Money obviously pays however, as the duo have recently discovered. Universal Music has granted permission for Sámiid Ædnan to be used in the Hollywood horror film The Thing, which is scheduled for a Norwegian premiere in mid october. The decision has been hard for both Mattis Hætta and Kjeldsberg to swallow. "I find it strange that I wasn’t contacted in advance and asked for permission to use something which I was directly involved in creating", Hætta fumes. Sverre Kjeldsberg is equally dumbfounded at the decision, stating to VG that "It took me a while before it dawned on me that the story about Sámiid Ædnan being used in a Hollywood film was actually deadly serious. I had in a way expected to be contacted first before the decision to use the song in the film had been made."

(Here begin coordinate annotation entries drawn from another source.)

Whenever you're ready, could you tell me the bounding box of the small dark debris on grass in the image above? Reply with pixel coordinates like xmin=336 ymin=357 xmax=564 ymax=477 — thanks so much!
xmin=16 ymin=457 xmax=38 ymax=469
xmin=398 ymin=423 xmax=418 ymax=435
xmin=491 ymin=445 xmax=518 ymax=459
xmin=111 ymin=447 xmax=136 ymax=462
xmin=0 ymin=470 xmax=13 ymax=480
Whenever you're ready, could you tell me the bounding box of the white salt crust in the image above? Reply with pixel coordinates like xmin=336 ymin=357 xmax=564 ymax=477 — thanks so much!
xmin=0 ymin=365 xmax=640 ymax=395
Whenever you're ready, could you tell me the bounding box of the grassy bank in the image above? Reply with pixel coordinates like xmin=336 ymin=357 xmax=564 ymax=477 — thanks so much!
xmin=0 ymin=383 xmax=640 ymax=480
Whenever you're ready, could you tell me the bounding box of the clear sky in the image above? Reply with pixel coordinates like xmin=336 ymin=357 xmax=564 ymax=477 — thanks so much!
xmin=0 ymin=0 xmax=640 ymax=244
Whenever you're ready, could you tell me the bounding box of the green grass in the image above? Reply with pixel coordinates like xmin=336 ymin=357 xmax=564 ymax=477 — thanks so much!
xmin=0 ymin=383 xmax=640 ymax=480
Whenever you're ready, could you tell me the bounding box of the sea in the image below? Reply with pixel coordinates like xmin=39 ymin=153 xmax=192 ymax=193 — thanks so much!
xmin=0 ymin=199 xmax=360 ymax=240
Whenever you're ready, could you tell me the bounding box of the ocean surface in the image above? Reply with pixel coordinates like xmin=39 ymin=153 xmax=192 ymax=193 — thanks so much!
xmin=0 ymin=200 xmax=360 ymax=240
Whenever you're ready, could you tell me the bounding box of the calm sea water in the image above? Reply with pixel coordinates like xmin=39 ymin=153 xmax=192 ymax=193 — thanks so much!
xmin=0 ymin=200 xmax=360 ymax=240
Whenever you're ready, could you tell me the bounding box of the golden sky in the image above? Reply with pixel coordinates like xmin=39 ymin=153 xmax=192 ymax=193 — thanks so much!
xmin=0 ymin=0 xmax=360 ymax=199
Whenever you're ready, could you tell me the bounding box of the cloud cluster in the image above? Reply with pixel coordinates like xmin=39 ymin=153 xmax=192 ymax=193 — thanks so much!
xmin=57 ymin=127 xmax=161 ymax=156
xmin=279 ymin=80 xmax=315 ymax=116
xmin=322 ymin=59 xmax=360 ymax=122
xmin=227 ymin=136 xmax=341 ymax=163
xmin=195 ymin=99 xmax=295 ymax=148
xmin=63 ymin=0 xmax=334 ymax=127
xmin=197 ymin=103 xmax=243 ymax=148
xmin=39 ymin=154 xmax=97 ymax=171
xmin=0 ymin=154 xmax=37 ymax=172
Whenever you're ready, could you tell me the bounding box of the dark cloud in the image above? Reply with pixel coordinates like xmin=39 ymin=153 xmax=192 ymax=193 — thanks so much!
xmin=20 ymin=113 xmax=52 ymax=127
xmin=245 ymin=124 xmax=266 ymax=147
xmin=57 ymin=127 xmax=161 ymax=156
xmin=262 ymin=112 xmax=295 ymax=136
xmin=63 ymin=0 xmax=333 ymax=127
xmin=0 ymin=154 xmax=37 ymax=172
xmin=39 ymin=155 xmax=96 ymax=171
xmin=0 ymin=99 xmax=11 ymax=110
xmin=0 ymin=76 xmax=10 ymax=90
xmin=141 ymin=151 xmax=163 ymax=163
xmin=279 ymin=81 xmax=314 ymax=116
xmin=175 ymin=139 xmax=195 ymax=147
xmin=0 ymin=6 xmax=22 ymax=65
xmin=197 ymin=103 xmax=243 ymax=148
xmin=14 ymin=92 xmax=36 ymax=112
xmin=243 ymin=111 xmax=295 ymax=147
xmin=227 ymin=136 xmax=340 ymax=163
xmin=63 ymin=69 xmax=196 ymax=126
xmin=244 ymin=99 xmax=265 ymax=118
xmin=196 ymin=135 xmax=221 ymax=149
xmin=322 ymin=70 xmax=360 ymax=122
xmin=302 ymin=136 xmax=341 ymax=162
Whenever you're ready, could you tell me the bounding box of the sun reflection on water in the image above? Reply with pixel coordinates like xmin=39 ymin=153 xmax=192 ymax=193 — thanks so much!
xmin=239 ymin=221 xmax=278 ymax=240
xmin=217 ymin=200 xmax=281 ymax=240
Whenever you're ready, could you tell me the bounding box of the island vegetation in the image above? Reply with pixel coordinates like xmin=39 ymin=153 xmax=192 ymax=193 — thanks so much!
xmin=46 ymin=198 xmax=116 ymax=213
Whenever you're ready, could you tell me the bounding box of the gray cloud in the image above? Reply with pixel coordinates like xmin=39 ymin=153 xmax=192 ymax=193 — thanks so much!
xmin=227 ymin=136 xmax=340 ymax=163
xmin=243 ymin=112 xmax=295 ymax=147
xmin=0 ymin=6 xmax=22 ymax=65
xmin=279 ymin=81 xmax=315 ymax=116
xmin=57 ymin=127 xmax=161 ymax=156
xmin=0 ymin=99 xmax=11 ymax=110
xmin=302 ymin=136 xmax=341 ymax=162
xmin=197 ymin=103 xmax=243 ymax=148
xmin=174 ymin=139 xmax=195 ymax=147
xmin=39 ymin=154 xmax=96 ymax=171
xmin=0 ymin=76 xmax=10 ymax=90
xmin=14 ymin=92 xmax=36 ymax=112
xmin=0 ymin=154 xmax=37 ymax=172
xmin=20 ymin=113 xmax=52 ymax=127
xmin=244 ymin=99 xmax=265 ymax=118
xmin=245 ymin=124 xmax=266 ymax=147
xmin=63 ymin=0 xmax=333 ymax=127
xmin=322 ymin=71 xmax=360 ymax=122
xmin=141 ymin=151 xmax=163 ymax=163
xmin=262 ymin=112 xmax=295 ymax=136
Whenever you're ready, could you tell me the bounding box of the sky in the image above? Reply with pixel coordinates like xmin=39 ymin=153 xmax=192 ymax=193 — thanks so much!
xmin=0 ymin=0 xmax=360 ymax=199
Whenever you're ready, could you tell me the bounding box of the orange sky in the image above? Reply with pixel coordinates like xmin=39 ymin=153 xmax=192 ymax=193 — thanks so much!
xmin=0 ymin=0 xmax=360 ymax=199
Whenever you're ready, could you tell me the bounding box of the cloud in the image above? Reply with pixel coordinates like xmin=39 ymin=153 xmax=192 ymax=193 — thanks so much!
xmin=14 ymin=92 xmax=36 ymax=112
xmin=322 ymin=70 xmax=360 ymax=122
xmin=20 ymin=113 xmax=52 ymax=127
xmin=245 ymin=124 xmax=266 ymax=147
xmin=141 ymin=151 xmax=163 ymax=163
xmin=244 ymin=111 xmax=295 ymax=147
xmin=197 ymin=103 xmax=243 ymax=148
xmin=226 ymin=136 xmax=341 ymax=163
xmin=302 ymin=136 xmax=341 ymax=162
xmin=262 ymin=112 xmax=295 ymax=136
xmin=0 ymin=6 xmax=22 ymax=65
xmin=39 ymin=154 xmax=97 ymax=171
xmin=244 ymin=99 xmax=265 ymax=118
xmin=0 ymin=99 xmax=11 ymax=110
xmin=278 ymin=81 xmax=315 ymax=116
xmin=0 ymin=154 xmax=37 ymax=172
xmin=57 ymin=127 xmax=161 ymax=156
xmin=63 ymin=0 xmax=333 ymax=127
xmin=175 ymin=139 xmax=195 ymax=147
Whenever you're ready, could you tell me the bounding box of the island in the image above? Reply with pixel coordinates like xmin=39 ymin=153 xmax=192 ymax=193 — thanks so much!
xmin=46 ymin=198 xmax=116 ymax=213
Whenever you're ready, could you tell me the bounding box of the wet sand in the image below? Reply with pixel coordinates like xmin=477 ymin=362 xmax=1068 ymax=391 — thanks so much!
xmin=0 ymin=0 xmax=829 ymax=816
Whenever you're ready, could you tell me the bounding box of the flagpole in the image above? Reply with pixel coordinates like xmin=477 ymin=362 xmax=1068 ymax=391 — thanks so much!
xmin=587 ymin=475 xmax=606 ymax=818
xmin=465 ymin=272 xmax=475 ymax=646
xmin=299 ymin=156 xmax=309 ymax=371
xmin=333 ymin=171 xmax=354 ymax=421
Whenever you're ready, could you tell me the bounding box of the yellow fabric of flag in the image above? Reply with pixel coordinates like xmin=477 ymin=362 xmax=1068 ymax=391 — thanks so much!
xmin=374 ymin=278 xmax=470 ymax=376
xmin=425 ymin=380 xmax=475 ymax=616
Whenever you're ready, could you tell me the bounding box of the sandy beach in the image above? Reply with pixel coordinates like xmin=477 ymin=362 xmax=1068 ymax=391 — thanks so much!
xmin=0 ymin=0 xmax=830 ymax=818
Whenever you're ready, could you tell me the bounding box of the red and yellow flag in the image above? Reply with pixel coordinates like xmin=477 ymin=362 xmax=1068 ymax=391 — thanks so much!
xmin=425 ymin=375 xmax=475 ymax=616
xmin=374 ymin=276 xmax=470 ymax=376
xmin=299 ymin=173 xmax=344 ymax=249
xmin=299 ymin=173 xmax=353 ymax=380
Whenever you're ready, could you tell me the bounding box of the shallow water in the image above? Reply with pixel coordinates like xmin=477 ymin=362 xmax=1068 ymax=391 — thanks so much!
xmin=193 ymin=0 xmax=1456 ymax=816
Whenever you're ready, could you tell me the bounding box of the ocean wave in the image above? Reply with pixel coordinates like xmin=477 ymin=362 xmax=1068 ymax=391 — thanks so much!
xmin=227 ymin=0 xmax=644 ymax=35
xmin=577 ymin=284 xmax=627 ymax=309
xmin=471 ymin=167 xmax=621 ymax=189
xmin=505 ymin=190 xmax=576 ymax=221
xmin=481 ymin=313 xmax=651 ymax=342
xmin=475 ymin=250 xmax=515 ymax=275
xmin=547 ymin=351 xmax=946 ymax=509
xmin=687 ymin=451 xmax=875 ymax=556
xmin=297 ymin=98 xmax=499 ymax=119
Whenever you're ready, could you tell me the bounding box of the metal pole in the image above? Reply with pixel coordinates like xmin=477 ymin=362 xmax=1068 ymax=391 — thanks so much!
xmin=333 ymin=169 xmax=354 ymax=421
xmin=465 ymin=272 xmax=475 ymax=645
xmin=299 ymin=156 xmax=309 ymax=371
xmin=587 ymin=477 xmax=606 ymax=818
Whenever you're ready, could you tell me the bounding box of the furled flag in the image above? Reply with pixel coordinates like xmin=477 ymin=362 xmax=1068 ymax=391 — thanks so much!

Hætta is refusing to take the decision lying down, vowing to take the matter further albeit not through the usual legal channels, as both artists admit that they are ery unsure as to how they stand legally regarding use of the song. For the duo t’s a matter of principle and Hætta intends on contacting a traditional Sámi shaman in order to get his revenge. "Their reply back then was so unbelievably rude, it is after all my voice!", he complains. "They’ve now gone too far that I am going to get in touch with a shaman, which I’ve done once before." Whether or not his previous use of such an unorthodox method for payback achieved the desired effect is at the time of writing unknown.